Limoncello is one of those liqueurs that you don’t necessarily need, but once you have it, you find it very useful for many different drinks. It was originally intended as an after dinner drink, but in more modern times, is often found hobnobbing it amongst spirits of all sorts in various cocktails. Now, you can always buy Limoncello at your local package store (liquor store for those who don’t know), but that just wouldn’t be Infusiastic enough. Especially when you consider that at its essence, Limoncello is just a lemon zest infusion of grain alcohol.

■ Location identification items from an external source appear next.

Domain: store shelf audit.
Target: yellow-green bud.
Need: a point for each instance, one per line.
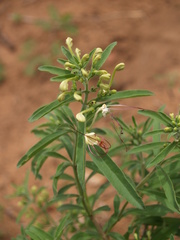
(168, 129)
(61, 97)
(105, 77)
(119, 66)
(64, 86)
(77, 97)
(80, 117)
(84, 72)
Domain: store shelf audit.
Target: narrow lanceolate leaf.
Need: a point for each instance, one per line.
(146, 147)
(168, 188)
(39, 146)
(162, 154)
(117, 178)
(61, 77)
(154, 133)
(80, 151)
(38, 234)
(160, 116)
(42, 111)
(54, 70)
(105, 55)
(126, 94)
(65, 221)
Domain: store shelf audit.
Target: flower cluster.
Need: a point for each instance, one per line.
(76, 71)
(174, 128)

So I ventured to make my own.
– 10 lemons
– 350 mL grain spirit (Everclear)
– 1.75 cups water
– 1.25 cups sugar
11 – 15 days
750 mL (approx.)
– Zest the lemons using a vegetable peeler or Microplane zester. The objective is to obtain as much lemon zest as possible yet as little of the white pith underneath.
– Put your lemon zest in a Mason jar (or airtight container) and cover with the grain spirit. Let this mixture steep in a cool, dark place for 10 – 14 days. The longer it sits the more mellow and darker the final product.
– After this period, combine your water and sugar in a pot, heating and stirring until the sugar completely dissolves (SIMPLE SYRUP. YAY!). Remove from heat and let cool.
– Poor simple syrup into lemon zest mixture and stir. Let the mixture sit for another 24 hours.
– Filter the Limoncello mixture through a coffee filter to remove the lemon zest and any remaining solids. Repeat filtering until satisfied.
– Put the Limoncello in a clean, dry, air-tight bottle and keep in the refrigerator, or freezer, for storage. *** keeps for about a month in the fridge and 4 in the freezer***
For continuity purposes I will save the cocktail recipe that usually goes here for next week. Stay Tuned.
If looking for a less alcohol intense flavor, substitute vodka for the grain alcohol. This will greatly dilute the alcohol content of the final product producing a much softer version. This softer version is good to add a bit of adult oomph to your iced tea or hot toddy. You may even venture to use it for its original purpose and have a short, chilled glass of Limoncello after a nice dinner.